RE: #30 Co sprawia, że mężczyźni są atrakcyjni?
Po pierwsze - niezależnie,od tego, co napisałem pod poprzednią częścią, jedynym sensownym wyznacznikiem ludzkiej urody wydaje mi się być, wspomniane w zeszłym odcinku, fuckability. Uroda dzieci, czy osób głęboko posuniętych w wieku może istnieć, ale bardziej wchodzi w te kategorie, jakie rezerwujemy dla zwierząt, roślin i formacji geologicznych. Uroda, do której możemy dążyć jest skojarzona z seksem. Nie oznacza to, że jakoś cofam cokolwiek, co napisałem w poprzednim komentarzu. Ponadto, nie uważam, aby seks był najlepszym drogowskazem życiowym. Całkiem łatwo jest pozwolić aby stał się sportem, a to trochę psuje zabawę.

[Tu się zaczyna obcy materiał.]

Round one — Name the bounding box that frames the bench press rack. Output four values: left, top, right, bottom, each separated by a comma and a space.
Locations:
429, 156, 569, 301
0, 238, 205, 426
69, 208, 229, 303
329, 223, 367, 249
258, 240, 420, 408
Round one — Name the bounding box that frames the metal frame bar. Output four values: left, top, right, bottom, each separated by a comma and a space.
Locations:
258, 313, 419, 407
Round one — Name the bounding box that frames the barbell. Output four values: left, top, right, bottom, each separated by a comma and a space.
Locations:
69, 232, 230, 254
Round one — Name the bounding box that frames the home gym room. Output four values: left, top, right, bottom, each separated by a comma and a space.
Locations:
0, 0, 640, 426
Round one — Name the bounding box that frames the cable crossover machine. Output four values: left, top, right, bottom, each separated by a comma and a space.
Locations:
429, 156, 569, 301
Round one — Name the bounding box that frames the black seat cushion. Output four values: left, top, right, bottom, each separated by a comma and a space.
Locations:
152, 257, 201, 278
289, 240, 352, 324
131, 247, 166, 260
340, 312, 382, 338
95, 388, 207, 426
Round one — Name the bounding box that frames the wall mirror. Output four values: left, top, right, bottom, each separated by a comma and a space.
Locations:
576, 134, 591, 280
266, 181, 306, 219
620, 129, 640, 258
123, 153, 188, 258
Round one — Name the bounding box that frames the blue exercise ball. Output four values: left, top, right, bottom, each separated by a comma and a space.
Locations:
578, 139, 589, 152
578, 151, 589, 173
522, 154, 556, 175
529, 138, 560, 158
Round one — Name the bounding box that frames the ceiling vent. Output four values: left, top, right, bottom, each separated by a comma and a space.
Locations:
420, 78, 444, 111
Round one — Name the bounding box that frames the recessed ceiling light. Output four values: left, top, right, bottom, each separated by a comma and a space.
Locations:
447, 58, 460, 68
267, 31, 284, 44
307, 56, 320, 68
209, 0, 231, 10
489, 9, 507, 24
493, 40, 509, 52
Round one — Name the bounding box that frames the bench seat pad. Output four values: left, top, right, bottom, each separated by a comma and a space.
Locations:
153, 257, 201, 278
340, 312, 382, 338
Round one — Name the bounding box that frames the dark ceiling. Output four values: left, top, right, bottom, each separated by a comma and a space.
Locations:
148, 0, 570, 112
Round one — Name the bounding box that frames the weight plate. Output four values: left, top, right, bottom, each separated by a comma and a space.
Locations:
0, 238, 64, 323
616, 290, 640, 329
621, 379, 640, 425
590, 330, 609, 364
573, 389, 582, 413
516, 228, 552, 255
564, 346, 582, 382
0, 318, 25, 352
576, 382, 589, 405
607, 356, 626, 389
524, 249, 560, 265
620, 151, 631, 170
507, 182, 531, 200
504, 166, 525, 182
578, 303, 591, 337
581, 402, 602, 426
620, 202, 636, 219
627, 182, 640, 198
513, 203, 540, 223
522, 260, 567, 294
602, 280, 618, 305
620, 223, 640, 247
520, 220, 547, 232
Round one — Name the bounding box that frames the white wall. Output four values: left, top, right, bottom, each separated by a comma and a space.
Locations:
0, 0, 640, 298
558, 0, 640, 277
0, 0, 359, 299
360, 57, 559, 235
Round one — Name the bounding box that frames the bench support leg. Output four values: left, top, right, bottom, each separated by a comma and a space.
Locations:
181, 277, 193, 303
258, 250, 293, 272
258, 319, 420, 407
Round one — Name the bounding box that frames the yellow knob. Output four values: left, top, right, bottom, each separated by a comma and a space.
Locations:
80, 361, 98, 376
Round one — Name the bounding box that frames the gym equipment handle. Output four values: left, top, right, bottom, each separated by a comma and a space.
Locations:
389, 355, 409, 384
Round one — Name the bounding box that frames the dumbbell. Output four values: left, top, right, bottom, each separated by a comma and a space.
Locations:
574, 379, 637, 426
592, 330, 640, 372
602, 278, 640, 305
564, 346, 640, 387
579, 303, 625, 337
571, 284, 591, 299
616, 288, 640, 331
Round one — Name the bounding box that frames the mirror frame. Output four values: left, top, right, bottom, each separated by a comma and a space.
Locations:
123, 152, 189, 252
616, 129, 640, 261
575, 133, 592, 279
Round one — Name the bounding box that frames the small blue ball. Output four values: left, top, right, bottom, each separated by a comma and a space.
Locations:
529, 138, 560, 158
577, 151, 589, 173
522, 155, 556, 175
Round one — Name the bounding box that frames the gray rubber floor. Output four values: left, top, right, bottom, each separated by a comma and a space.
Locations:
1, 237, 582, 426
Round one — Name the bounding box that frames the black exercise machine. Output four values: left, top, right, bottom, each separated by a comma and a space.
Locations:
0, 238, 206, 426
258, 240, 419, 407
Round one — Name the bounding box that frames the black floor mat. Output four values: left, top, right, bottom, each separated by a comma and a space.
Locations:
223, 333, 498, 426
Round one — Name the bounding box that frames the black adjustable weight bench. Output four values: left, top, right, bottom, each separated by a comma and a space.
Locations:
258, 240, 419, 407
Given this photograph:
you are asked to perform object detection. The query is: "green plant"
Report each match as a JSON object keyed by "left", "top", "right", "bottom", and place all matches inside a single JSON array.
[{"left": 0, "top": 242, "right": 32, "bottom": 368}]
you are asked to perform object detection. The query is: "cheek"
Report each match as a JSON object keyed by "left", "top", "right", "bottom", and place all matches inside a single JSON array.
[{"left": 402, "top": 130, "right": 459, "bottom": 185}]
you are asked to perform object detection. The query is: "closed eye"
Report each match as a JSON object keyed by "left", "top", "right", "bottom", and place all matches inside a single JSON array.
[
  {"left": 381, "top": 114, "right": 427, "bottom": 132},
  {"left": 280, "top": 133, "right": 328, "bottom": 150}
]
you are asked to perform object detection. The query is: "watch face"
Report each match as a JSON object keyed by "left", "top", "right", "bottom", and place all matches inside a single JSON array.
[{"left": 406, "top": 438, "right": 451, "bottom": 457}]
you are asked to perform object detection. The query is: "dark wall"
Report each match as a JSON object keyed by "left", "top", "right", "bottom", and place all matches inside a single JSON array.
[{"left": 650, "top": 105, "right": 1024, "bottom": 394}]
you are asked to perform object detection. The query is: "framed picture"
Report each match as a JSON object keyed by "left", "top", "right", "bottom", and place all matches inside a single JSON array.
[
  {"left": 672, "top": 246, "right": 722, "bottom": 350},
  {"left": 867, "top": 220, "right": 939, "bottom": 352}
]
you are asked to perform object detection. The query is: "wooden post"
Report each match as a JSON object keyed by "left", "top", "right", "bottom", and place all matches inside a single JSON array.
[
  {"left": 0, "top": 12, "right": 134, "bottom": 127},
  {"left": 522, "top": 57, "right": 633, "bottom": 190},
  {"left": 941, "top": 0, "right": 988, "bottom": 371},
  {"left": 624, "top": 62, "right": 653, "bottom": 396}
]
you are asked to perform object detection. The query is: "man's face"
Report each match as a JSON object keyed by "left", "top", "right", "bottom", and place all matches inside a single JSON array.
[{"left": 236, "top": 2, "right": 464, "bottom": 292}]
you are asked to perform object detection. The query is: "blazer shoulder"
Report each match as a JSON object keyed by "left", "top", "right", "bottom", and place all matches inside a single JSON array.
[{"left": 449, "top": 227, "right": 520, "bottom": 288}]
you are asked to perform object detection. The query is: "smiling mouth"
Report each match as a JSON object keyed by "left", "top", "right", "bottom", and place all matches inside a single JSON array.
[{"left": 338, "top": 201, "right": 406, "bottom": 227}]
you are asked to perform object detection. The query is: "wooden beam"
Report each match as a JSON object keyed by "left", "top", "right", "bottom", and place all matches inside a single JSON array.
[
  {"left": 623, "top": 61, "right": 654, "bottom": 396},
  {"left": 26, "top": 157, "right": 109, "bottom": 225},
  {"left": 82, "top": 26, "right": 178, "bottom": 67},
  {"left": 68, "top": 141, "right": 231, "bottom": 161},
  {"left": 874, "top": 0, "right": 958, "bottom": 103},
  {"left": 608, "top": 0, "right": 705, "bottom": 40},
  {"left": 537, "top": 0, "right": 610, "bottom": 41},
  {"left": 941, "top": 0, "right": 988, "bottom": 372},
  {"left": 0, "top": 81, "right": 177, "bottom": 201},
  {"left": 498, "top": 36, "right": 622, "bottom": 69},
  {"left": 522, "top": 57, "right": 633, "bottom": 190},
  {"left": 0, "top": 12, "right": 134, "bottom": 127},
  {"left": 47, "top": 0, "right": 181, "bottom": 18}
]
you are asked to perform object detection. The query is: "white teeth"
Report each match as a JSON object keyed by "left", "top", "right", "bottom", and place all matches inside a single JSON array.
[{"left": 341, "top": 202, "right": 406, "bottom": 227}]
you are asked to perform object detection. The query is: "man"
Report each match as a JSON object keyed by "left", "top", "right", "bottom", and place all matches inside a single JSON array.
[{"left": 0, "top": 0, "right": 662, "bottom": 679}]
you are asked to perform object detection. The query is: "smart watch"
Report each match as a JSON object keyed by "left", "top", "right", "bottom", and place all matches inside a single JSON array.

Mam wrażenie, że możesz się ze mną zgadzać. Jeśli powiem kobiecie, że jest piękna jak katedra, albo wulkan, to nie będzie to mój najlepszy komplement, co nie?;)
Po drugie - ciężko mi dyskutować z Twoimi prywatnymi odczuciami i gustami, jeśli takie zawarłaś w tekście. Tym bardziej nie zamierzam się spierać z bardziej uśrednionymi damskimi doświadczeniami. Ale mam też swoje doświadczenia, świadomość swojej średniawej aparycji i specyfiki.
**Gdybym wcześniej natrafił na Twój artykuł i uwierzył, że dobrze opisuje rzeczywistość, to moje życie byłoby znacznie nudniejsze i znacznie bardziej smutne. **
- to wazne :D
Oto, co zauważyłem: wzór męskiej urody lansowany w mainstreamie oczywiście jakoś istnieje, tyle że dziewczyny są mu znacznie mniej wierne, niż chciałyby to przyznać. Męska atrakcyjność, rozumiana indywidualnie (pewnie że powzdychacie czasem do aktora, co to kogo:D) jest cholernie dynamiczna i zależna od tak porąbanych czynników jak: miejsce, pora dnia, lub nocy, ostatnia książka lub film, których doświadczyłyście, liczebność waszej grupy, liczebność nielubianych koleżanek w tej grupie, społeczny dowód atrakcyjności - np kumpel o mówi o chłopie w superlatywach, ilość i zróżnicowanie płciowe towarzystwa chłopa, czy wreszcie takie zabawne kryteria jak Wasz stan i staż związku bądź czas, który upłynął od jego końca. Niektórzy uważają że określony moment cyklu również może miec wpływ na Wasz gust. Jedyną sensowną rzeczą, jaką można z tego wywnioskować jest to, że chłop musi być jakiś. nie aż tak ważne jaki, ważne aby nie był za bardzo zwykły bo wtedy moze po prostu pozostać niezauważony. I tyle, reszta to żywioł, a przynajmniej tak się nauczyłem to wszystko postrzegać :D. Pozdrawiam
aaa i bez przesady z tą dyskryminacją, wizja świata lansowana przez MRA jest tak przesadzona, jak narracja feministyczna. Pewnie że w sądach rodzinnych mamy przewalone i czasem ktoś nas kłamliwie posądzi o gwałt czy molestowanie, ale nie ma to dużego związku z tematem artykułu
niestety masz rację, wiele kobiet rzuca się na najbliższe "mięso" z wielu (prymitywnych) czynników. często mają niewłaściwe poczucie własnej wartości i decydują się na związki z brzydalami, w dodatku nudnymi.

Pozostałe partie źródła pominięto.